Мои нервы были натянуты как струны.

А потом ветер перестал холодить мне лицо. Вагонное сиденье уже не ходило из стороны в сторону, и колеса перестали стучать и замерли. Я высунулась из окна и вытянула шею. Далеко впереди танки с торчавшими из башен пушками пересекали железнодорожные пути, рядом с ними двигались армейские машины со свастиками. А позади них, шеренга за шеренгой, маршировали солдаты.

Люди в вагоне молчали. Не о чем было говорить. Мы просто сидели, ожидая, пока пройдут немецкие войска.

Мы ждали пять часов.

Наконец вагоны качнулись, и поезд медленно пополз вперед. По вагону пронесся вздох облегчения. Мы проехали минут двадцать и снова остановились. На три с половиной часа.

И когда в конце концов я добралась до Львова, в небе стояла луна, и лагерь был закрыт. Я пропустила встречу с Изей.

7. Июль 1942

Я нашла женщину, которая согласилась пустить меня на ночь, хотя из-за этого у меня не осталось денег, чтобы завтра купить себе еду.

Я надеялась, что Изя не стал меня ждать. Когда он не увидел меня позади уборных, он наверняка понял, что я не приду сегодня и что исполнение нашего плана откладывается.

Женщина позволила мне оставаться в комнате только до полудня. Поскольку денег на обед у меня не было, я надела свое теплое пальто и до вечера бродила по Львову, пока для заключенных не настало время возвращаться обратно в Яновский после работы. Шеренги ссутулившихся, истощенных людей заходили в лагерные ворота, и я заняла позицию возле уборных, повязав волосы ярко-красным шарфиком. Я ждала. Я не увидела Изю, но его не так-то просто было отыскать в толпе мужчин в одинаковой серой одежде с одинаково бритыми головами. А меня заметить было очень просто. Даже в сумерках моя фигура бросалась в глаза.

Я ждала.

И ждала.

Летом темнеет поздно, и тем не менее темнота уже наступила. Если Изя не появится в ближайшее время, мы опоздаем на последний поезд. А если он совсем не придет, мне предстоит ночевать где-нибудь в поле, а назавтра повторить все заново. Охранник возле дверей в контору сменился. И вдруг я услышала «тсс».

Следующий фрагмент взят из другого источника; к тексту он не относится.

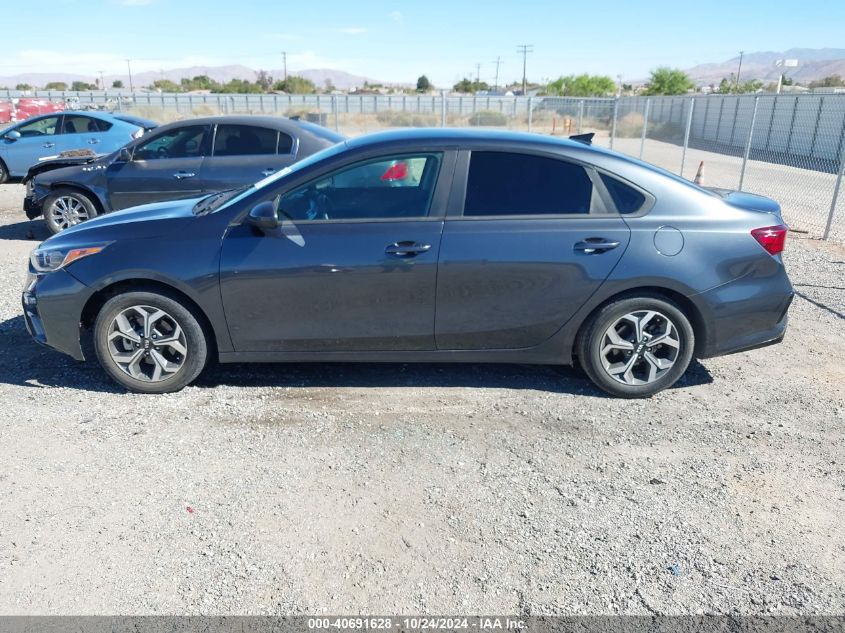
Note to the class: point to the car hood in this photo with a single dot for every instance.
(143, 222)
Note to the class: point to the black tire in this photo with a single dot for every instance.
(57, 222)
(591, 341)
(192, 362)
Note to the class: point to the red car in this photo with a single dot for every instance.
(6, 111)
(26, 107)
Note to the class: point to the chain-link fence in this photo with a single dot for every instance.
(788, 147)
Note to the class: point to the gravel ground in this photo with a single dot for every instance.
(426, 489)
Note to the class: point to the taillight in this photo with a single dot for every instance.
(772, 238)
(397, 171)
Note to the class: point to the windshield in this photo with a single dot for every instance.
(272, 178)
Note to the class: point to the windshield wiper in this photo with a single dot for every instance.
(217, 199)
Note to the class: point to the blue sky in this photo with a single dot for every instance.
(398, 41)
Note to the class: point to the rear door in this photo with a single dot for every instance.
(80, 132)
(164, 167)
(528, 239)
(244, 154)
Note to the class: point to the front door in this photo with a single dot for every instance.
(352, 268)
(534, 242)
(165, 167)
(39, 138)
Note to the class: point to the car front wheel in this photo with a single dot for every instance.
(149, 342)
(636, 346)
(65, 208)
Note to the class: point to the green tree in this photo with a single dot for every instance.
(668, 81)
(165, 85)
(264, 80)
(582, 86)
(470, 86)
(296, 85)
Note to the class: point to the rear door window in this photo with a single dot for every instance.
(245, 140)
(183, 142)
(511, 183)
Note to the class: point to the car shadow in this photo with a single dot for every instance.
(26, 230)
(25, 363)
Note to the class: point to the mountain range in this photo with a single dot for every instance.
(340, 79)
(813, 63)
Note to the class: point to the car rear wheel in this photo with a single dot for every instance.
(65, 208)
(637, 346)
(149, 342)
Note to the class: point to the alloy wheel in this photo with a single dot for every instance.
(67, 211)
(147, 343)
(640, 347)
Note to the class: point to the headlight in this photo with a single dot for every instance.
(48, 259)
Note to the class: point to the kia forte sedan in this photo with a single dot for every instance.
(424, 245)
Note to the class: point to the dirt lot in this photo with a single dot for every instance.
(430, 488)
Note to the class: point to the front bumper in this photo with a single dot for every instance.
(33, 202)
(52, 309)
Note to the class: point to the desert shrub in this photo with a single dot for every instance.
(487, 117)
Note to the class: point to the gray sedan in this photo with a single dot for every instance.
(427, 245)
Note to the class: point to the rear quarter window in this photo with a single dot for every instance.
(626, 198)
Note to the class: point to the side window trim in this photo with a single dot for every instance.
(457, 199)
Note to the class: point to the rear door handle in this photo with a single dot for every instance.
(595, 245)
(406, 249)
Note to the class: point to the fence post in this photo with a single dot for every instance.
(645, 126)
(686, 136)
(530, 112)
(580, 115)
(747, 152)
(336, 117)
(836, 188)
(613, 123)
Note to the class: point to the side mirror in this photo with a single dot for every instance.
(263, 216)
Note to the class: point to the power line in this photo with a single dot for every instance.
(524, 49)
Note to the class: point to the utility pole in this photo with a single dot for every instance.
(129, 68)
(498, 62)
(739, 69)
(524, 49)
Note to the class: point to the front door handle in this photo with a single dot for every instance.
(595, 245)
(406, 249)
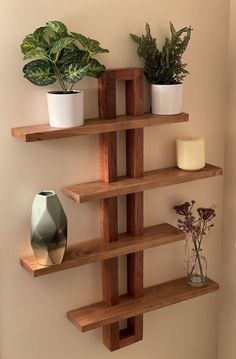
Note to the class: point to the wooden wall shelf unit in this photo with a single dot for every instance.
(95, 126)
(111, 245)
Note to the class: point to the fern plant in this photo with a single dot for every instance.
(57, 55)
(164, 66)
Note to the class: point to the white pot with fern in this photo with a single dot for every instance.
(164, 69)
(56, 55)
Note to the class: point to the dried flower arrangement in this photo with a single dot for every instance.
(196, 229)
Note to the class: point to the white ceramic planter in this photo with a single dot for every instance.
(166, 99)
(66, 110)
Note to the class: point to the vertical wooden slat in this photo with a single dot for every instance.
(108, 209)
(133, 77)
(134, 164)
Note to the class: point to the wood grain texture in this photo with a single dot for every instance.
(95, 126)
(159, 296)
(109, 206)
(134, 168)
(96, 250)
(125, 185)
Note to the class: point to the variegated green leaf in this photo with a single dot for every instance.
(95, 69)
(73, 54)
(58, 27)
(39, 35)
(74, 72)
(90, 45)
(29, 43)
(37, 53)
(39, 72)
(61, 44)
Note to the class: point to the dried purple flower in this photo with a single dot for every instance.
(206, 213)
(183, 209)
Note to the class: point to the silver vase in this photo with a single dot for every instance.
(48, 228)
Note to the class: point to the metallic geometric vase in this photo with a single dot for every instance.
(48, 228)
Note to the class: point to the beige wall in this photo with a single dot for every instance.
(33, 321)
(227, 339)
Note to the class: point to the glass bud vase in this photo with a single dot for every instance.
(197, 269)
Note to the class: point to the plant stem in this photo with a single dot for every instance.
(59, 79)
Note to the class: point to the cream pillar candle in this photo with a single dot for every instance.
(190, 153)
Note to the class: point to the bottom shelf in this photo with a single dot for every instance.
(99, 314)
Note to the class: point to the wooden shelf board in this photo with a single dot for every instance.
(156, 297)
(126, 185)
(95, 126)
(97, 250)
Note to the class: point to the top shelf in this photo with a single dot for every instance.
(95, 126)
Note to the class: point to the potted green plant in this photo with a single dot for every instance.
(164, 68)
(55, 55)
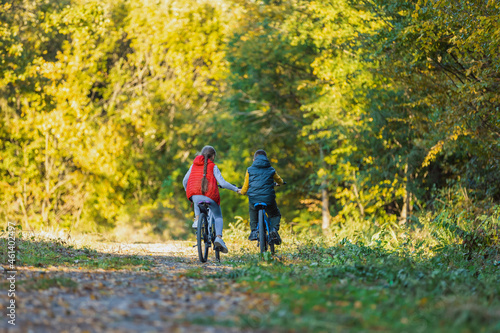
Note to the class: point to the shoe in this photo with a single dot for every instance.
(254, 235)
(219, 243)
(275, 237)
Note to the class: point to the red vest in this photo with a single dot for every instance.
(194, 181)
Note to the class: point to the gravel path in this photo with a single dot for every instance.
(166, 298)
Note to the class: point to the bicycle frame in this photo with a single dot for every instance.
(267, 237)
(208, 237)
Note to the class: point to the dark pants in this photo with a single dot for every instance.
(273, 213)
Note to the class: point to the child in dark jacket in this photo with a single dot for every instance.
(259, 186)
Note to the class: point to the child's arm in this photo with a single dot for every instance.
(244, 189)
(278, 179)
(222, 182)
(186, 178)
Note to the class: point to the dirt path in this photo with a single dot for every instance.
(175, 295)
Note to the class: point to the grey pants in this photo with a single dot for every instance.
(214, 209)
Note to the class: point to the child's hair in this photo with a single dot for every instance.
(260, 152)
(207, 152)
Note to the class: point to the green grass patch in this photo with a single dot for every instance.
(358, 288)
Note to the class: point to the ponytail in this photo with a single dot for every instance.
(207, 152)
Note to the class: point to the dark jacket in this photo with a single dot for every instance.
(260, 181)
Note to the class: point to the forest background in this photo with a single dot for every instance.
(376, 113)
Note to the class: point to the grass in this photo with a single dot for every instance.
(56, 252)
(407, 279)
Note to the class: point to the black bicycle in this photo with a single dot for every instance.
(263, 228)
(205, 233)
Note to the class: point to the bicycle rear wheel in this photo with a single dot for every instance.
(213, 236)
(202, 240)
(262, 232)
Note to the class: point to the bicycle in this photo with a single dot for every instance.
(205, 233)
(265, 239)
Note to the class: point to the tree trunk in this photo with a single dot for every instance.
(405, 211)
(325, 202)
(325, 207)
(356, 194)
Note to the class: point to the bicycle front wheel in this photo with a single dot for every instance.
(202, 240)
(262, 232)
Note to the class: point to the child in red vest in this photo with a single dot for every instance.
(200, 183)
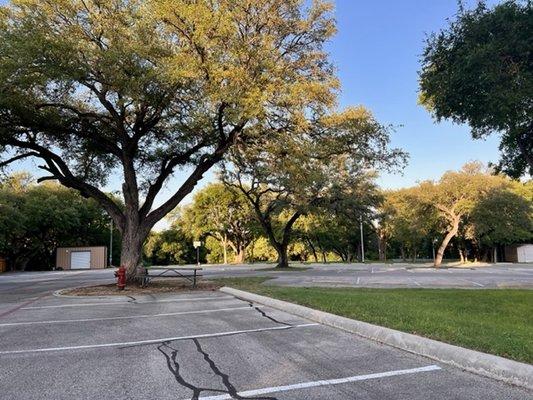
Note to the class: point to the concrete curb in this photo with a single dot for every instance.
(495, 367)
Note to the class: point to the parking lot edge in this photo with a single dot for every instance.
(488, 365)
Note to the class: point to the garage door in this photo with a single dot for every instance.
(80, 260)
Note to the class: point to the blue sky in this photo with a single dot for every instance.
(376, 51)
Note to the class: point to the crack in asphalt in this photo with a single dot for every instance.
(264, 314)
(175, 368)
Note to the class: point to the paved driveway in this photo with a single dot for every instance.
(205, 345)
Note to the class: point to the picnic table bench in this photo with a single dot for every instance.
(170, 272)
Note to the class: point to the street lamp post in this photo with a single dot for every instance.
(362, 242)
(111, 243)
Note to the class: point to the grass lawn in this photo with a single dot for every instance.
(493, 321)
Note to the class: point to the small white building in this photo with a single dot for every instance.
(519, 253)
(94, 257)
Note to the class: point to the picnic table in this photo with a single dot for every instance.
(189, 273)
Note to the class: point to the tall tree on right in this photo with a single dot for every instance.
(463, 198)
(479, 70)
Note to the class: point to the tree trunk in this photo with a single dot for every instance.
(382, 247)
(239, 255)
(283, 256)
(225, 248)
(315, 256)
(131, 252)
(447, 238)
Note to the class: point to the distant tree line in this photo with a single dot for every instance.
(465, 215)
(36, 219)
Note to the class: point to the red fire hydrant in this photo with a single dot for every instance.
(121, 277)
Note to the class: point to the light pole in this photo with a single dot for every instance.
(111, 242)
(362, 243)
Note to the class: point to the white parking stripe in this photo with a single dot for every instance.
(415, 282)
(65, 321)
(306, 385)
(473, 283)
(112, 303)
(161, 340)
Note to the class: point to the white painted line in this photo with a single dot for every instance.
(161, 340)
(128, 302)
(330, 382)
(473, 283)
(65, 321)
(415, 282)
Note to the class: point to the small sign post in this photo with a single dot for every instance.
(197, 245)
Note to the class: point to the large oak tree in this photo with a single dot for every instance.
(479, 71)
(141, 88)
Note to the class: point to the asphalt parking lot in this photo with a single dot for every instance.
(206, 345)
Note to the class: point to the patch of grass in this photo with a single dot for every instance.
(493, 321)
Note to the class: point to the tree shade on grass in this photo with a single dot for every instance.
(498, 321)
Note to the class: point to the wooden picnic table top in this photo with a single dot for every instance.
(176, 268)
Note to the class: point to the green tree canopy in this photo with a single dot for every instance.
(479, 70)
(222, 214)
(36, 219)
(307, 165)
(142, 88)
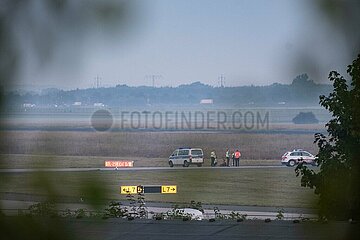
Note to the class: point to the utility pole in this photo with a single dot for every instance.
(97, 81)
(221, 79)
(153, 78)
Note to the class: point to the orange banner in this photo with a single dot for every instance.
(119, 163)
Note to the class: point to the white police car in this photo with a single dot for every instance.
(297, 156)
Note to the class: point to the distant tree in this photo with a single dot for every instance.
(302, 81)
(305, 118)
(337, 182)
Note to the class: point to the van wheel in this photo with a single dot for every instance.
(291, 163)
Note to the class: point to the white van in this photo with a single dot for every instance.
(187, 156)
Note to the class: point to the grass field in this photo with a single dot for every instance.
(263, 187)
(150, 144)
(52, 161)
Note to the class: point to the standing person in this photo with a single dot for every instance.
(237, 158)
(213, 158)
(227, 156)
(233, 158)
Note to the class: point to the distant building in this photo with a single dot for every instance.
(207, 101)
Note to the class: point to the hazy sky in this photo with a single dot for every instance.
(248, 42)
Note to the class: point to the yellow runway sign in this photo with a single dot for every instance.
(165, 189)
(169, 189)
(131, 189)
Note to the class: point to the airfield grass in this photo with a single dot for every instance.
(24, 161)
(225, 186)
(151, 144)
(276, 187)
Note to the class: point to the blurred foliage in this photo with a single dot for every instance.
(337, 182)
(344, 16)
(34, 30)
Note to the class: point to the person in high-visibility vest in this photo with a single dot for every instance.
(237, 158)
(213, 158)
(233, 158)
(227, 156)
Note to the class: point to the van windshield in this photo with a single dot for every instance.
(183, 152)
(196, 152)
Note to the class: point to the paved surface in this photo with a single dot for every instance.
(24, 170)
(195, 230)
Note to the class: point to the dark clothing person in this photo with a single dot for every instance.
(237, 156)
(227, 156)
(213, 158)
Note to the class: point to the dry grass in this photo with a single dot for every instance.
(51, 161)
(150, 144)
(263, 187)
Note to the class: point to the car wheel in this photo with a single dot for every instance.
(291, 163)
(186, 163)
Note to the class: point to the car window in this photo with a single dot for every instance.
(183, 152)
(196, 152)
(175, 153)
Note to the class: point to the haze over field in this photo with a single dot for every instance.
(169, 43)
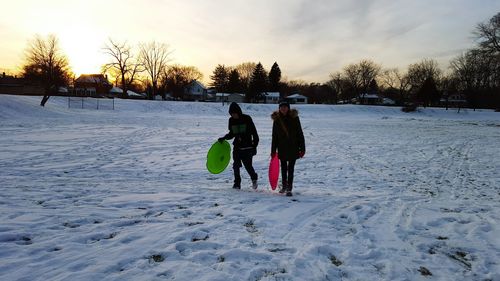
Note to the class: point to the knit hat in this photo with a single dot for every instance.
(235, 108)
(284, 103)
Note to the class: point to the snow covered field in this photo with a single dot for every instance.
(124, 195)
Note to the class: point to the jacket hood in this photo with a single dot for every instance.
(235, 108)
(294, 113)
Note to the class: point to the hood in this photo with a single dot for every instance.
(235, 108)
(294, 113)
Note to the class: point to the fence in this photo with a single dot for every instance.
(91, 103)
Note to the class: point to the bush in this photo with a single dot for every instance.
(410, 107)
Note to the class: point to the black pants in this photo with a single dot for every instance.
(243, 156)
(287, 168)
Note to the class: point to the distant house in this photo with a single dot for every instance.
(388, 101)
(296, 98)
(454, 100)
(117, 92)
(92, 85)
(195, 91)
(271, 97)
(12, 85)
(370, 99)
(227, 97)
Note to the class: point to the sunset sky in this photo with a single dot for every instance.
(308, 39)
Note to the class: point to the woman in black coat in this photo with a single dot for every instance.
(288, 141)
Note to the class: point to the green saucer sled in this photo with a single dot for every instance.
(218, 157)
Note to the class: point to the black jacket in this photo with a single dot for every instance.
(288, 137)
(242, 130)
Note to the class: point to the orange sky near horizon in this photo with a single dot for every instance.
(308, 39)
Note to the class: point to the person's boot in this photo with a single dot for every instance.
(284, 188)
(289, 191)
(254, 184)
(236, 185)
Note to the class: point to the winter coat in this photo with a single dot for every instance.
(288, 137)
(242, 130)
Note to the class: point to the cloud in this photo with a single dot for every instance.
(308, 39)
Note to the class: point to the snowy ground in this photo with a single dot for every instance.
(124, 195)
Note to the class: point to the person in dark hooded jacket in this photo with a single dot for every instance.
(246, 140)
(288, 141)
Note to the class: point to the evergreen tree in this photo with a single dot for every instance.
(428, 93)
(220, 78)
(373, 87)
(234, 85)
(274, 78)
(258, 83)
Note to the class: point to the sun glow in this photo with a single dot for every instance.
(83, 48)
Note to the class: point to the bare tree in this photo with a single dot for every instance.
(488, 34)
(45, 63)
(394, 79)
(337, 83)
(122, 64)
(245, 70)
(177, 77)
(154, 57)
(421, 71)
(359, 76)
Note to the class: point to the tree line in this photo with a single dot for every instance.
(474, 74)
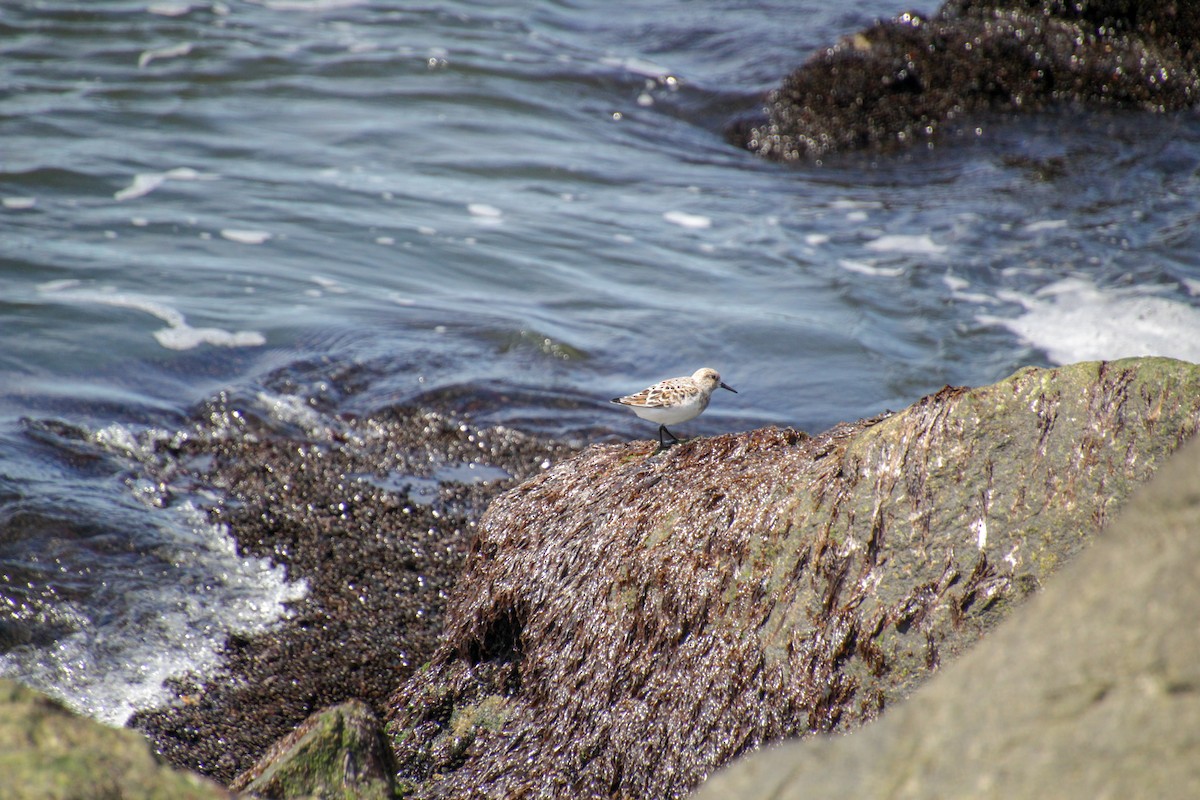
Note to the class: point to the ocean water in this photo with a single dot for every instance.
(537, 197)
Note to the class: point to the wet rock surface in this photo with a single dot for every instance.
(913, 79)
(48, 752)
(376, 513)
(339, 752)
(1091, 690)
(629, 621)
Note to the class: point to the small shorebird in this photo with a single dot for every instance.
(675, 400)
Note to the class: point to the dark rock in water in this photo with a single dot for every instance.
(48, 752)
(1089, 691)
(629, 621)
(336, 753)
(376, 513)
(909, 79)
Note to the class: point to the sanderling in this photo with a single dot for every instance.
(676, 400)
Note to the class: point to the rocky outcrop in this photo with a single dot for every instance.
(1092, 690)
(376, 513)
(912, 79)
(629, 621)
(51, 753)
(337, 753)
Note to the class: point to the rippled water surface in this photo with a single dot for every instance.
(535, 197)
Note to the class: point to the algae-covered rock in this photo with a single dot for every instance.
(909, 79)
(47, 752)
(634, 620)
(335, 755)
(1092, 690)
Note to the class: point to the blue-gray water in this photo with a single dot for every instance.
(532, 196)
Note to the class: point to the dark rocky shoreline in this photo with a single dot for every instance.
(379, 561)
(621, 623)
(915, 80)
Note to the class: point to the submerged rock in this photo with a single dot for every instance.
(48, 752)
(629, 621)
(375, 513)
(339, 753)
(1092, 690)
(911, 78)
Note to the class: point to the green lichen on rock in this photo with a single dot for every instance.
(647, 618)
(1091, 690)
(47, 752)
(337, 753)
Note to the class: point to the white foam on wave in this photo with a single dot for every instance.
(145, 182)
(863, 268)
(1044, 224)
(177, 336)
(909, 244)
(307, 5)
(173, 52)
(684, 220)
(642, 67)
(169, 8)
(245, 236)
(484, 214)
(113, 667)
(1073, 319)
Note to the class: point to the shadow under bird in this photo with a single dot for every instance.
(675, 400)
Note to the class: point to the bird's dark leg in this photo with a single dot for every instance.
(663, 429)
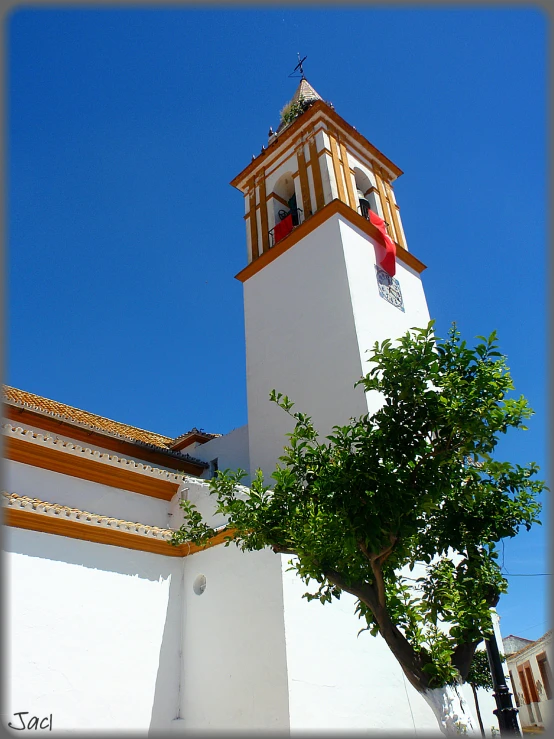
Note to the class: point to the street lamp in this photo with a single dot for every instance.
(505, 711)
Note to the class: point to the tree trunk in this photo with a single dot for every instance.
(451, 710)
(478, 709)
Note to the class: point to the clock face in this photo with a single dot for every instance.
(389, 288)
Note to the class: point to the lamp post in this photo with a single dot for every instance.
(505, 711)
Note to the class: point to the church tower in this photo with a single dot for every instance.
(328, 271)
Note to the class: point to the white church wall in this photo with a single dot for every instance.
(234, 665)
(92, 633)
(55, 487)
(300, 342)
(375, 318)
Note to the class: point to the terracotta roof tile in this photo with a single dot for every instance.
(69, 413)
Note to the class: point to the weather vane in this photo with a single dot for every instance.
(299, 67)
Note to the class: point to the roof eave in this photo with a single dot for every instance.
(318, 105)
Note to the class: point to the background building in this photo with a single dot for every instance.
(529, 664)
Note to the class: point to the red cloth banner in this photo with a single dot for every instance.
(283, 228)
(388, 263)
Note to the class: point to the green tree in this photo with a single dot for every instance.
(479, 676)
(403, 508)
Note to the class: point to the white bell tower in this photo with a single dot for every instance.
(328, 273)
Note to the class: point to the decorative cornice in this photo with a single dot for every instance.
(317, 109)
(86, 452)
(23, 512)
(35, 449)
(35, 505)
(158, 448)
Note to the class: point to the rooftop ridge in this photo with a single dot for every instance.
(106, 457)
(86, 419)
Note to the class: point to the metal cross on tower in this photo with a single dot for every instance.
(299, 67)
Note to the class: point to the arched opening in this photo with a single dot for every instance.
(365, 193)
(284, 199)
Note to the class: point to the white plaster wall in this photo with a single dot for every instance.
(300, 340)
(234, 666)
(92, 633)
(375, 318)
(56, 487)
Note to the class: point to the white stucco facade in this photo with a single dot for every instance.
(107, 629)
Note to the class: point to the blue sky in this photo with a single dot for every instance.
(124, 236)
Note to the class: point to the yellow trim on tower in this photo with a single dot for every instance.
(307, 206)
(393, 208)
(382, 195)
(337, 167)
(263, 214)
(316, 174)
(332, 208)
(253, 222)
(347, 177)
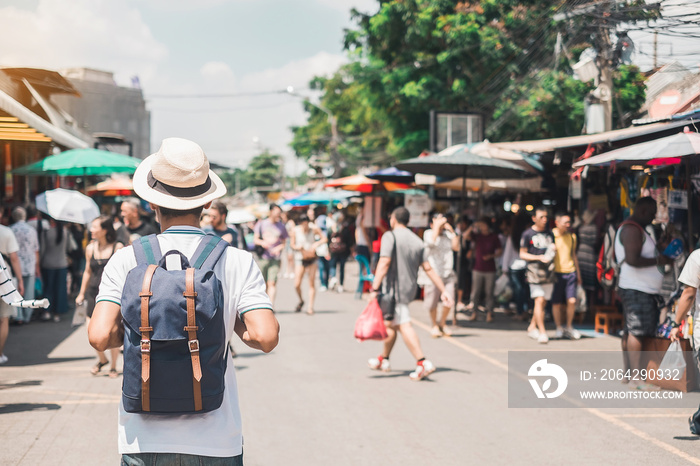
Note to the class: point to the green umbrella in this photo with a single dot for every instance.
(81, 162)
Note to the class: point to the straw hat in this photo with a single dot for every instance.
(177, 176)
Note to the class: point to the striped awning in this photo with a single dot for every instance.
(12, 129)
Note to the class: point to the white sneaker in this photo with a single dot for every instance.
(422, 371)
(379, 364)
(572, 334)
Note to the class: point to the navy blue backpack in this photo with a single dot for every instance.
(175, 348)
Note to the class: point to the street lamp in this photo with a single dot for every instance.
(335, 140)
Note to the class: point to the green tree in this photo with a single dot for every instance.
(492, 56)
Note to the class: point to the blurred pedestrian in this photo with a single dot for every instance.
(9, 250)
(567, 277)
(55, 245)
(135, 226)
(217, 214)
(402, 254)
(362, 235)
(289, 224)
(639, 282)
(97, 254)
(487, 247)
(440, 242)
(270, 236)
(28, 254)
(307, 237)
(317, 215)
(515, 267)
(538, 250)
(340, 244)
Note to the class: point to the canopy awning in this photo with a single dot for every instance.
(25, 125)
(549, 145)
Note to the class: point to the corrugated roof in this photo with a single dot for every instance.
(549, 145)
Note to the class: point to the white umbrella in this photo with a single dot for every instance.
(238, 216)
(678, 145)
(68, 206)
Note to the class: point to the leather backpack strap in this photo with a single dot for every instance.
(193, 343)
(146, 330)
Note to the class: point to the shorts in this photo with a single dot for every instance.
(270, 268)
(431, 295)
(543, 290)
(401, 315)
(640, 311)
(564, 287)
(6, 311)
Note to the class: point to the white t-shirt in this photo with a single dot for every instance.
(216, 433)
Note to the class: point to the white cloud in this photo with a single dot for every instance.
(103, 34)
(296, 73)
(363, 6)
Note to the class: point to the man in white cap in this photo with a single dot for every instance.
(178, 183)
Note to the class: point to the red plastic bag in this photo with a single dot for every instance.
(370, 324)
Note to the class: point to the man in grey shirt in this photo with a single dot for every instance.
(400, 257)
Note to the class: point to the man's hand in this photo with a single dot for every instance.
(673, 336)
(664, 260)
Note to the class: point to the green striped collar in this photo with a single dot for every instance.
(184, 230)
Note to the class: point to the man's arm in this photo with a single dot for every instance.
(526, 256)
(632, 240)
(17, 270)
(259, 329)
(447, 300)
(106, 329)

Я огляделась. Новый охранник жестом подозвал меня к себе. Пока я медленно приближалась к нему, он пристально смотрел на меня из темноты. Это был немецкий солдат, которого я раньше поцеловала в щеку. Он помотал головой.

– А, это ты, – произнес он, его голос звучал неприветливо. – Я так и подумал, что это ты. Ждешь «мужа сестры»?

Я не ответила. В его интонации было что-то пугающее. Он говорил заплетающимся языком, как пьяный, хотя мне казалось, что он все-таки трезв. Выражение его лица было странным.

– Я знал, что мне не следовало тебя пускать. Я никогда не должен был… – Он произнес несколько слов по-немецки и плюнул мне под ноги, и, хотя я не понимала языка, было ясно, что он сказал что-то ужасное.

Я посмотрела ему в лицо.

– За что вы сердитесь на меня?

– Потому что из-за тебя его убили, понятно тебе, liebchen[20]? Потому что одна из офицерских жен пошла в уборную, а он принял ее за тебя. Только это была не ты. У вас с ним был план побега, но ты не пришла. И все это правда, не так ли?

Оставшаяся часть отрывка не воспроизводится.